Tüm bunlar tesadüflere veya bölgesel gerekliliklere mi dayanıyor? Güldürmeyin beni lütfen! Rusya ile yakınlaşmak, Türk yöneticilerini hesap verebilirlik ilkesinden, şeffaflıktan, hukuk devletinden ve temel özgürlükler ve haklar rejiminden kopartıyor. Bu, sanırım her hevesli diktatörün rüyasıdır. Rusya bir bakıma devletlerin en kuralsızıdır. Daha doğrusu tek kuralın başkanın ağzından çıkanlar olduğu bir eski çarlık ve çürük komünizm zemininden bahsediyorum. Fakat despotluğun kurumsallaşması ve rasyonel akıl bakımından (özellikle küresel ve bölgesel ilişkilerde) Rusya etkin bir güçtür. Kendi silahını üreten, uzay teknolojisine, nükleer ve balistik teknolojilere sahip olan, enerji devi bir ülke! Dünyanın yüzölçümü bakımından en büyük ülkesi, ayrıca Birleşmiş Milletler Güvenlik Konseyi daimi üyesi. Veto hakkıyla, dünyanın bu en önemli organizasyonundaki ilk beş güçten biri! İstediği ülkenin istediği toprağında askeri operasyon yapabilen, kara-deniz ve hava unsurlarıyla askeriyesi en vurucu ilk iki devletten biri! Yani, Türkiye’den çok ama çok farklı bir güç!
İşte bu güçle stratejik ortaktır Türkiye. Derin devlet, Rusya’ya neyin hevesiyle yaklaşıyor? Batı’dan bağımsız, insan hakları gibi bir kriteri olmayan, etnik meselelerde uzaktan yerleşim bombalayacak kadar gözü karartmış ve izansızlaşmış, çürümenin ve hortumlamanın en tepeden yönetildiği, etrafına bela olan bir devlet! Hayalleri bu! Ve bu hayalin rol modeli kim? Rusya!
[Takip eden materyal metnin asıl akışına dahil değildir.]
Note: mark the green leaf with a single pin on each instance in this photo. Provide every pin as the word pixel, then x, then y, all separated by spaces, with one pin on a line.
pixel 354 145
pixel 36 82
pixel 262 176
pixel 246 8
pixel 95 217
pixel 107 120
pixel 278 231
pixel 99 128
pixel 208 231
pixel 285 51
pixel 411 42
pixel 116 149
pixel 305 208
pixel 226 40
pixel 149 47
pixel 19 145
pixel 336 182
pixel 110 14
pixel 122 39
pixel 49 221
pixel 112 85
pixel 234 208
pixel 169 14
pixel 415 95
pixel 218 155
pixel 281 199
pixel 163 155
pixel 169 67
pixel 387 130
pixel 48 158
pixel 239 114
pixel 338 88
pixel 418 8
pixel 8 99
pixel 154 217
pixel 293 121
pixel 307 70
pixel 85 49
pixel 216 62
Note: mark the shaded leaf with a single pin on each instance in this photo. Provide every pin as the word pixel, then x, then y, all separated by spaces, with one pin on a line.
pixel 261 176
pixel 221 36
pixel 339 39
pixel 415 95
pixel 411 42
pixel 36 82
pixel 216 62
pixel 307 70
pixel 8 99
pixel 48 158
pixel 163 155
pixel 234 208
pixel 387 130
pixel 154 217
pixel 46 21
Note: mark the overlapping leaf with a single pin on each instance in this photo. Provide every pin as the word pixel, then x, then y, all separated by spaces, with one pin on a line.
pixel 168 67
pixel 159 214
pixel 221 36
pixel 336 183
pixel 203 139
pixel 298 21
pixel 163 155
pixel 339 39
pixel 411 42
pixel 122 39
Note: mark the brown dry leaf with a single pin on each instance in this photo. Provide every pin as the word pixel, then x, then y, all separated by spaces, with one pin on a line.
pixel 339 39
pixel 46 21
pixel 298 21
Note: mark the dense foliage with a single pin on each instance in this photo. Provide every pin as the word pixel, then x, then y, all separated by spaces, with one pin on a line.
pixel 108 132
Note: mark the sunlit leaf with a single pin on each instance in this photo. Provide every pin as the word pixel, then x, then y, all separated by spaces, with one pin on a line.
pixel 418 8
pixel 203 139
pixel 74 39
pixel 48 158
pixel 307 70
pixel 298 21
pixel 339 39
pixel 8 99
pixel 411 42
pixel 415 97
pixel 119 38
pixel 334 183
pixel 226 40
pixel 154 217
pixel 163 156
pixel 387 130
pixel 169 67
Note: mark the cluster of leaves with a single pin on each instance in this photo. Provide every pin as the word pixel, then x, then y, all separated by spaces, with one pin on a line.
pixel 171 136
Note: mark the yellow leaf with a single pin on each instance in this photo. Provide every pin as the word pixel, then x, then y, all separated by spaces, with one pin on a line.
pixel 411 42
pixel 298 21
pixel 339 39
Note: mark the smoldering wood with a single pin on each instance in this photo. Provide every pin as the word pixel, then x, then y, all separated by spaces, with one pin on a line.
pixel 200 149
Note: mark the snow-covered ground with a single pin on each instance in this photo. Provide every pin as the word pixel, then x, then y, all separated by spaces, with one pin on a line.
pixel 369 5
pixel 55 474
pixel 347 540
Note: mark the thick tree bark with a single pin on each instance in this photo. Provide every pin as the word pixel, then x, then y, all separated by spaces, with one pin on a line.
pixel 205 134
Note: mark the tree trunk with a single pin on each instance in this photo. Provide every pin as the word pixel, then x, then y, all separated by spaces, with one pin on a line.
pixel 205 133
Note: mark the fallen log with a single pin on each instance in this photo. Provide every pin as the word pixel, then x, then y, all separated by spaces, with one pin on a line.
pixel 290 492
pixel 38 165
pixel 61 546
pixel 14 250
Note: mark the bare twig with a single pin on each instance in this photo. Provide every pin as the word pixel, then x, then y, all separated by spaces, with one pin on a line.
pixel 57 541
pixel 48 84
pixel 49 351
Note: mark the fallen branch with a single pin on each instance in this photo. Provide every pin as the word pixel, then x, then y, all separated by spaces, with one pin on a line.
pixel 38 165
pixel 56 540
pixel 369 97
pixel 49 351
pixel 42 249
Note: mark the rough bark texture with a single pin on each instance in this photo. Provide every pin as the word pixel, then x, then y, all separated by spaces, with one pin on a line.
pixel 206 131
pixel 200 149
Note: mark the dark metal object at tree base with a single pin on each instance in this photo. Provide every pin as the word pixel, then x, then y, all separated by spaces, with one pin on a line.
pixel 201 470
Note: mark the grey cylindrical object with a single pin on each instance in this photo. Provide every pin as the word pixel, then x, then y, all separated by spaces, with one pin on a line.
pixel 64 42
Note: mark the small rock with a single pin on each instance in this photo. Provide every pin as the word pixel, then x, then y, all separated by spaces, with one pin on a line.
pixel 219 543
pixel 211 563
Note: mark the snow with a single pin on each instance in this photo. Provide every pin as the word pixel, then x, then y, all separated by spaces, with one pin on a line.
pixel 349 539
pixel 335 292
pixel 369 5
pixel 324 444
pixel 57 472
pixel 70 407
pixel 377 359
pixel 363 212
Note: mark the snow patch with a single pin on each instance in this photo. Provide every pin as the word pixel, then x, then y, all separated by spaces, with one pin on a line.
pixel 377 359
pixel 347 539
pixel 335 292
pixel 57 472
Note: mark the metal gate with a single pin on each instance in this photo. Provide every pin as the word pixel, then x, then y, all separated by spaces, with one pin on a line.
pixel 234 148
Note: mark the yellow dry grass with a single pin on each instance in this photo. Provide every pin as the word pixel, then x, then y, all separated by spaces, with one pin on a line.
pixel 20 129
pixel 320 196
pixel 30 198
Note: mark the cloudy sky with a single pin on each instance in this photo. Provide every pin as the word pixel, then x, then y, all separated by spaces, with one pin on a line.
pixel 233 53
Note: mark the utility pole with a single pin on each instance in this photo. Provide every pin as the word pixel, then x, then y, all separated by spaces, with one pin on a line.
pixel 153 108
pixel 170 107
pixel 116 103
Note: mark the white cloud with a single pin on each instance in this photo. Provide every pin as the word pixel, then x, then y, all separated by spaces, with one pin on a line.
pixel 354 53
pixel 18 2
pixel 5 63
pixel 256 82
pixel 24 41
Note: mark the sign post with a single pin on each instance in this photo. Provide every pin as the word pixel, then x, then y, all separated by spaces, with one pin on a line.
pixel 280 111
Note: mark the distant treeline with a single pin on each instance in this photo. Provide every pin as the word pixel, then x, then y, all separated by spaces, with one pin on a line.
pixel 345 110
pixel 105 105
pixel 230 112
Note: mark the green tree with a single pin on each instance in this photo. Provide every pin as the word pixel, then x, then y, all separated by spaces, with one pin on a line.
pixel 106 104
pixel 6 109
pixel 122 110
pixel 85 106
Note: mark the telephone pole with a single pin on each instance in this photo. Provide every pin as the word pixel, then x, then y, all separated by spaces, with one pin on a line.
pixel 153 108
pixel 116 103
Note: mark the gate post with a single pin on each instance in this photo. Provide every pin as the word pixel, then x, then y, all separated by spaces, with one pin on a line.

Putin Rusya’sında muhalefeti ezerler! Basını sustururlar. Yurt dışında Rus muhaliflere kan kustururlar! Özel mülke el koyarlar. Adam kaybederler. “Zayıf Batı rejimlerinde” bunu yaptırırlar mı adama? Türkiye neden AB’ye ve demokrasi normlarına yönelsin ki? Kurarsın sağlam bir vesayet rejimi, dayarsın fakire-fukaraya, eğitimsiz nüfusa bol karbonhidrat ve “Adile Teyze’den masallar” tadında bir diskur – vatan dersin, millet dersin, iç düşman, Gezi, Gazi Mahallesi, bölücü, “FETÖ”, liboş dersin, sistemin keyfini doyasıya sürersin! Karışan mı olur? Kim karışacak, kim itiraz edecek? Batı tipi hukuk rejimleri sıkıcı zaten, değil mi ya! Aksiyonu az. Hâlbuki Ertuğrul’lu ve Abdülhamit’li çakma rüyalar üzerinden, Erdoğan görüntülü bir derin devleti dayadın mı, oh – sen sağ, ben selamet! Rusya’nın yeni stratejik ortağı “Türkiye Respublıkası’na” hoş geldiniz!
Mehteri bulamayanlar – yok mu bir Kalinka? “Ka-ka ka kalin, ka kalinka maya!”.